I’m happy to share my latest research on visual storytelling. This work addresses a critical challenge in AI systems: generating coherent stories from visual content while maintaining consistent character identities and avoiding referential hallucinations.
What We Studied
Visual storytelling systems face significant challenges when processing multiple images to create narrative content. Current approaches struggle with two fundamental problems: maintaining character identity across different frames and correctly linking actions to the appropriate subjects. These issues frequently lead to referential hallucinations, where the system incorrectly attributes actions to the wrong characters or creates inconsistent character references.
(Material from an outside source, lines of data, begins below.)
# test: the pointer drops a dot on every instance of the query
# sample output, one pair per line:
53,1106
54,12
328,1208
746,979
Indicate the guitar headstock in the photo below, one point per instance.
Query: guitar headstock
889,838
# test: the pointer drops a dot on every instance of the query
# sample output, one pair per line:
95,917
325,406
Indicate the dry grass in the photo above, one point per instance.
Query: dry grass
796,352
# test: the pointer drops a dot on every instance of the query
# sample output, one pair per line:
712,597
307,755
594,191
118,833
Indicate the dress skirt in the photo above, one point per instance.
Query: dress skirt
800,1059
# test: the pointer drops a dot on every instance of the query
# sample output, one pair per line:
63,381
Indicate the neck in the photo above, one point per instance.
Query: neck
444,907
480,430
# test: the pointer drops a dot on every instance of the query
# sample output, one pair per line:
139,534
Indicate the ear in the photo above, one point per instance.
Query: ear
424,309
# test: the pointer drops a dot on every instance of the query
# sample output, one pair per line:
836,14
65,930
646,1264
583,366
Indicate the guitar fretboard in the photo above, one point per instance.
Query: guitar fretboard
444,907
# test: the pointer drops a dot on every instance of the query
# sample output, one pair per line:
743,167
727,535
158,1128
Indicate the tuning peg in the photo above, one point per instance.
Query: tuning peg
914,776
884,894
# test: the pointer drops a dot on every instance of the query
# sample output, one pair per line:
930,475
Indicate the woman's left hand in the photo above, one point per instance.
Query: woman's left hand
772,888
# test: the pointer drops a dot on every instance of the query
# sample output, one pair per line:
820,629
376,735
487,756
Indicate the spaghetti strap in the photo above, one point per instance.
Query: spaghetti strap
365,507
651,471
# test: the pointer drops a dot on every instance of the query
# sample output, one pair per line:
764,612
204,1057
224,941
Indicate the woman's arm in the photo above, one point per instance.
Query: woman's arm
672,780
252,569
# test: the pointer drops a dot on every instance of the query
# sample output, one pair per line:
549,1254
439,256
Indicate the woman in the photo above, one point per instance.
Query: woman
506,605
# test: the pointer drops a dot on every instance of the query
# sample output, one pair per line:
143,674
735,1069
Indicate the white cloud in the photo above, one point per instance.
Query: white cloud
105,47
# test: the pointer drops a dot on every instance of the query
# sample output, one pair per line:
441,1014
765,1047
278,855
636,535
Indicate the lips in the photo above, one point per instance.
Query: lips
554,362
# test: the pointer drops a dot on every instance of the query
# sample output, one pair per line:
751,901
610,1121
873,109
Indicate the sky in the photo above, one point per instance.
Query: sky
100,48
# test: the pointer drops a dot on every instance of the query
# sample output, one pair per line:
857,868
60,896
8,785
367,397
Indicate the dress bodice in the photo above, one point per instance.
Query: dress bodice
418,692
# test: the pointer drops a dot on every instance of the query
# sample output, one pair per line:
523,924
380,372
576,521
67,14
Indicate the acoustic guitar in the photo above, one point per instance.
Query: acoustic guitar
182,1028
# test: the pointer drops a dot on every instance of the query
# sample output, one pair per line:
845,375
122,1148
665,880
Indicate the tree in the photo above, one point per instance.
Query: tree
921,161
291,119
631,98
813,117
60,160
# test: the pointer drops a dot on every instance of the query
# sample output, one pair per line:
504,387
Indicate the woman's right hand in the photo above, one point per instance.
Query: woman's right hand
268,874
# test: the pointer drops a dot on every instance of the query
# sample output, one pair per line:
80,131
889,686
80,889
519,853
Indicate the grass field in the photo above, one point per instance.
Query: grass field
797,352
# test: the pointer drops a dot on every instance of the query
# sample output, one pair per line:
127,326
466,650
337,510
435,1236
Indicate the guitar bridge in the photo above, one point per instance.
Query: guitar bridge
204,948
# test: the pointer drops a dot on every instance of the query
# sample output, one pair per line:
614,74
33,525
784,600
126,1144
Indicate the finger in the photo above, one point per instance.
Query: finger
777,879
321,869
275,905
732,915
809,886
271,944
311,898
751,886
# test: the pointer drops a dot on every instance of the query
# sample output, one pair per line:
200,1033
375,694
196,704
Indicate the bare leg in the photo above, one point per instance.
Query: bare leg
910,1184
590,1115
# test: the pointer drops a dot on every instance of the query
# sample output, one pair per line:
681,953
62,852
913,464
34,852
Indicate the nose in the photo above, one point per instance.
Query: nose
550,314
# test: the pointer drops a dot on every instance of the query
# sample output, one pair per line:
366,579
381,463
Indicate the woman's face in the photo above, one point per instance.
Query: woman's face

We developed StoryReasoning, a dataset containing 4,178 stories derived from 52,016 movie images. The dataset features both structured scene analyses and grounded stories that maintain character and object consistency across frames through explicit modeling of multi-frame relationships using structured tabular representations.
Our approach incorporates three key innovations:
- Cross-frame object re-identification using visual similarity and face recognition
- Chain-of-thought reasoning for explicit narrative modeling
- Multi-frame grounding scheme that links textual elements to visual entities consistently across multiple images
Key Findings
Our experimental results demonstrate substantial improvements in story generation quality:
Significant reduction in hallucinations: Fine-tuning Qwen2.5-VL 7B on StoryReasoning created “Qwen Storyteller,” which reduced hallucinations from 4.06 to 3.56 per story on average – a 12.3% improvement compared to the non-fine-tuned model.
End-to-end performance: The fine-tuned model performs comprehensive scene understanding, including object detection, re-identification, and landmark detection while maintaining consistent object references throughout multi-frame stories.
Structured reasoning capabilities: The chain-of-thought approach enables explicit narrative modeling, allowing the system to reason about character relationships and story progression in a more systematic way.
Cross-frame consistency: Our re-identification system successfully tracks characters and objects across different frames, enabling coherent storytelling that maintains visual and narrative continuity.
The results establish that combining structured scene analysis with grounded story generation significantly improves the quality and reliability of AI-generated visual narratives, with important implications for content creation, educational applications, and accessibility tools.